There is no doubt that the decision to replace Cody Hawkins with Tyler Hansen has inserted some life into the Colorado Buffaloes' fan base. It was a move that needed to be made, probably overdue but certainly necessary after the offense accounted for only 127 total yards against Texas and has been more of a detriment to the team the last few weeks than an asset. Offensive coordinator Eric Kiesau said it best: "Cody had chances. I'm not blaming him, by any means [b]ut we've got to produce." The fan base can get behind that statement, now the rest of the team needs to as well. With the Colorado defense coming off it's best performance of the year last week, forcing two turnovers and rendering the Texas ground game useless, an offense that begins to click might allow this team to run off a few wins here and there.

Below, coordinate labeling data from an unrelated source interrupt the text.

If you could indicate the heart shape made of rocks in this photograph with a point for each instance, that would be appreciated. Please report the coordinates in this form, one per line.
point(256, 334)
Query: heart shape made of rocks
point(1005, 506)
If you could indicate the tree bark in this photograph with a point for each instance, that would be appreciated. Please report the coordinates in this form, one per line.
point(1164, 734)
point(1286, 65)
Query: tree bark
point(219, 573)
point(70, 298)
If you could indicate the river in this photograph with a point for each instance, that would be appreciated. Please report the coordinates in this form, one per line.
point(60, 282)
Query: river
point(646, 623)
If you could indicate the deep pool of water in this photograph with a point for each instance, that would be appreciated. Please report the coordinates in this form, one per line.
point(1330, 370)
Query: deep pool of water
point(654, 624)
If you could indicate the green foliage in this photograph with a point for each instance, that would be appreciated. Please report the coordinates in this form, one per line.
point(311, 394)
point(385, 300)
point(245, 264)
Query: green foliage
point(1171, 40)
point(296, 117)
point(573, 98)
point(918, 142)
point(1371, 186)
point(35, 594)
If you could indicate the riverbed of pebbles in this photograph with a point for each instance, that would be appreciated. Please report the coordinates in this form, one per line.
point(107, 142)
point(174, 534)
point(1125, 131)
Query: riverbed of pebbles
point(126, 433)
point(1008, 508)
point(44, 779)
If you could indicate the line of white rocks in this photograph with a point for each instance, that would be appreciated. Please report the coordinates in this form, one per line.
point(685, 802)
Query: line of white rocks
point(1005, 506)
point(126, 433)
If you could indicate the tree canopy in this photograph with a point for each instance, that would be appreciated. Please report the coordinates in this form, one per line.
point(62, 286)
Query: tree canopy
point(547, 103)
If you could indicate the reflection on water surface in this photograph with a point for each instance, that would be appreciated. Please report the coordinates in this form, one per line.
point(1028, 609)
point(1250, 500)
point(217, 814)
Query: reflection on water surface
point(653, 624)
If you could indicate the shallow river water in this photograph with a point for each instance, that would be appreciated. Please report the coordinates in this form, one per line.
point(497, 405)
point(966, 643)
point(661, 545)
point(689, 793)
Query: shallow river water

Sounds rosy right? It is an exciting time for the program in what has been doom and gloom for the past month but Buff fans must remember Tyler Hansen is a true sophomore and we don't know what we have in him yet. Is he Landry Jones? Is he a possible Todd Reesing that can make plays with his feet or arm who was inserted in a struggling Kansas offense four years ago? Or is he still learning the offense behind a unit with few proven playmakers that had more penalty yards a week ago (140) than total offensive yards (127)? Has he progressed this season running the second team or has the idea of him redshirting 100% this year prior to the Texas game hampered his growth and approach in practice?
The fact is that Tyler Hansen cannot turn this ship around alone nor should we expect him to. He isn't a miracle worker and Buff fans should expect struggles. Tyler Hansen has only thrown 70 career passes for under 300 yards (just over 4.0 yards per attempt) and has four interceptions to go with his one career touchdown pass. But most of those statistics were accumulated as a true freshman thrown into the fire with limited knowledge of the playbook and a patch work offensive line. On the flip side, those stats were also accumulated against lower tiered Big 12 teams - Texas A&M, Kansas State and Iowa State.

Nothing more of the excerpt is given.